Novo CPC beneficiou mais juízes ou advogados?

Venho dizendo com frequência em meus textos que o novo CPC ampliou significativamente os poderes do juiz na condução do processo e sempre vem um comentário dizendo que o CPC/15 é tendencioso aos advogados.  (textos anteriores: 1 e 2)

Mas olha aí o Des. Alexandre Câmara – sim, um desembargador, e um dos melhores processualistas da atualidade – botando ordem na casa! (confira aqui)

Tem poder até dizer “chega” aos juízes no CPC/15!!!!

Ele deu um exemplo que achei sensacional pra demonstrar isso: o juiz pode impedir uma empresa de participar de uma licitação enquanto não cumprir uma decisão judicial! E mais… o juiz pode retirar a carteira de habilitação de quem se envolveu em acidente de trânsito e não pagou o conserto do carro!
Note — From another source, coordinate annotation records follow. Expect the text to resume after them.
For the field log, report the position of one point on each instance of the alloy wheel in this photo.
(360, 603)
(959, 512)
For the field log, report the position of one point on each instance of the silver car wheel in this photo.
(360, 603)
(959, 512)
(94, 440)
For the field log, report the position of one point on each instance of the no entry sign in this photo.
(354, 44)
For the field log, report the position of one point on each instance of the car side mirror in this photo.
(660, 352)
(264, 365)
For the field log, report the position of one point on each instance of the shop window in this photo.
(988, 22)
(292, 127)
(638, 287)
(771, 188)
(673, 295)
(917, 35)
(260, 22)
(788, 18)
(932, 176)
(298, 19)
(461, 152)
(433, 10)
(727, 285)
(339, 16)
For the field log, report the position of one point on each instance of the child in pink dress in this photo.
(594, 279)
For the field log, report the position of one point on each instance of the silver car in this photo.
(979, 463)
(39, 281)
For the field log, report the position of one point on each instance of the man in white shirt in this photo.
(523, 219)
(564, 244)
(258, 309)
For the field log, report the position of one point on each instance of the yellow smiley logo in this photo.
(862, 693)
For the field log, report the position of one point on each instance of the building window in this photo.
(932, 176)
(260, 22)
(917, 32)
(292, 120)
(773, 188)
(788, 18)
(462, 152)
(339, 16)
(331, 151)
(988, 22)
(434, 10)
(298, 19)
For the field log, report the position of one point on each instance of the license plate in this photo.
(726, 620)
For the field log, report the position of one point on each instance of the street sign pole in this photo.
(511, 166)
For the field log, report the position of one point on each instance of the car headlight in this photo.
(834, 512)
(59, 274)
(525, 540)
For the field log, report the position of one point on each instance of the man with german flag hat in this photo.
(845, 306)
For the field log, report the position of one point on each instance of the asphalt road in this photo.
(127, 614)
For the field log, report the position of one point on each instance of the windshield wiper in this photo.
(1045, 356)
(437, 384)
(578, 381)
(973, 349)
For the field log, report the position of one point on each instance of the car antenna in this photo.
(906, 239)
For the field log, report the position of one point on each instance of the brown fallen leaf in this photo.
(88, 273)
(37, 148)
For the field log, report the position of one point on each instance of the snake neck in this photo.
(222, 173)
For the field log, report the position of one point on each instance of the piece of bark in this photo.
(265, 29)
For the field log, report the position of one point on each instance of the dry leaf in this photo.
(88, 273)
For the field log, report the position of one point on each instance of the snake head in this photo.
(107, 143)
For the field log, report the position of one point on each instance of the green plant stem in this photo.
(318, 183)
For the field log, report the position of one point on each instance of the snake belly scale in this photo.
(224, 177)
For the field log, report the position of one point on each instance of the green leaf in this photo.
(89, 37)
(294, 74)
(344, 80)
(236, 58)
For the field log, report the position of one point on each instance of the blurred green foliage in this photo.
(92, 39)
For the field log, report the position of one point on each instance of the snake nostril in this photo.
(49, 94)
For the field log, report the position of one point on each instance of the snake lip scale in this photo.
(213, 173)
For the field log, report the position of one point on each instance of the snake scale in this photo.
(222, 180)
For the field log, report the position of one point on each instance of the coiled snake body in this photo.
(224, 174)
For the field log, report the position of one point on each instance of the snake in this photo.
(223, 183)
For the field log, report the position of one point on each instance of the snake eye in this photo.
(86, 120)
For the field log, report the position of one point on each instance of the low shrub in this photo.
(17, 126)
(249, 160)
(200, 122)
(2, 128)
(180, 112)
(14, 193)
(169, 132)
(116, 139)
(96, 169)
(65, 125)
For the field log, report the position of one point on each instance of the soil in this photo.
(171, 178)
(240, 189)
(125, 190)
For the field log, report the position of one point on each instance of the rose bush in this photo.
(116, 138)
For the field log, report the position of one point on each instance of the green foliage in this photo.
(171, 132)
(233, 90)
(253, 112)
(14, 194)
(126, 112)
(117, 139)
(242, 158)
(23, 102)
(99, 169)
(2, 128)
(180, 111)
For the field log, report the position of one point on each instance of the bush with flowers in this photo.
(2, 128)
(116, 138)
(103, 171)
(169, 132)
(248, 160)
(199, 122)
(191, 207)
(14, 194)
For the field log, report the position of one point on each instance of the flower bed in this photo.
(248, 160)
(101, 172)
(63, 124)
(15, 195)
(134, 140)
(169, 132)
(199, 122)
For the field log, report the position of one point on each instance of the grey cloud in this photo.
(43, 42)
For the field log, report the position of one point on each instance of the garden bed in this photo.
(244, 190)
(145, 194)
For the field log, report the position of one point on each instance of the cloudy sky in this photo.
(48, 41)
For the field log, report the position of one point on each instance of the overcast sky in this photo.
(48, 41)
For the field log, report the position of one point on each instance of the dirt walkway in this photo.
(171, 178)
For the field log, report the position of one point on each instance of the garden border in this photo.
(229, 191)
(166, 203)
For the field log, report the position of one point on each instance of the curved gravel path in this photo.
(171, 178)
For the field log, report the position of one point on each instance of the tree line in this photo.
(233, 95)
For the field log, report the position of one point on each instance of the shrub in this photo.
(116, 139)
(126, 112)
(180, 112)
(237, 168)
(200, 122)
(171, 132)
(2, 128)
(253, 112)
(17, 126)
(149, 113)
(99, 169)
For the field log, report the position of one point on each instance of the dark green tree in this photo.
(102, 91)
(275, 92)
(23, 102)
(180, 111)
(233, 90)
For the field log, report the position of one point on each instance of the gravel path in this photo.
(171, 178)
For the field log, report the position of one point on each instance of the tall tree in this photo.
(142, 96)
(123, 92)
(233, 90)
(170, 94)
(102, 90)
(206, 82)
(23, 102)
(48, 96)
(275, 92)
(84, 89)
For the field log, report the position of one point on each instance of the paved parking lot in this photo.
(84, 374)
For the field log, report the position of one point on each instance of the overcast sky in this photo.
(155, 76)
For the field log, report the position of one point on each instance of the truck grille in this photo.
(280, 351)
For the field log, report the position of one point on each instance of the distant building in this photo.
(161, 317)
Concordo plenamente com a conclusão dele: o CPC/15 é o código do jurisdicionado. Parem com essa picuinha entre advogados e juízes de saber quem se beneficiou mais! eheheh! 😉


Art. 139.  O juiz dirigirá o processo conforme as disposições deste Código, incumbindo-lhe:

I – assegurar às partes igualdade de tratamento;

II – velar pela duração razoável do processo;

III – prevenir ou reprimir qualquer ato contrário à dignidade da justiça e indeferir postulações meramente protelatórias;

IV – determinar todas as medidas indutivas, coercitivas, mandamentais ou sub-rogatórias necessárias para assegurar o cumprimento de ordem judicial, inclusive nas ações que tenham por objeto prestação pecuniária;

V – promover, a qualquer tempo, a autocomposição, preferencialmente com auxílio de conciliadores e mediadores judiciais;

VI – dilatar os prazos processuais e alterar a ordem de produção dos meios de prova, adequando-os às necessidades do conflito de modo a conferir maior efetividade à tutela do direito;

VII – exercer o poder de polícia, requisitando, quando necessário, força policial, além da segurança interna dos fóruns e tribunais;

VIII – determinar, a qualquer tempo, o comparecimento pessoal das partes, para inquiri-las sobre os fatos da causa, hipótese em que não incidirá a pena de confesso;

IX – determinar o suprimento de pressupostos processuais e o saneamento de outros vícios processuais;

X – quando se deparar com diversas demandas individuais repetitivas, oficiar o Ministério Público, a Defensoria Pública e, na medida do possível, outros legitimados a que se referem o art. 5o da Lei no 7.347, de 24 de julho de 1985, e o art. 82 da Lei no 8.078, de 11 de setembro de 1990, para, se for o caso, promover a propositura da ação coletiva respectiva.

Parágrafo único.  A dilação de prazos prevista no inciso VI somente pode ser determinada antes de encerrado o prazo regular.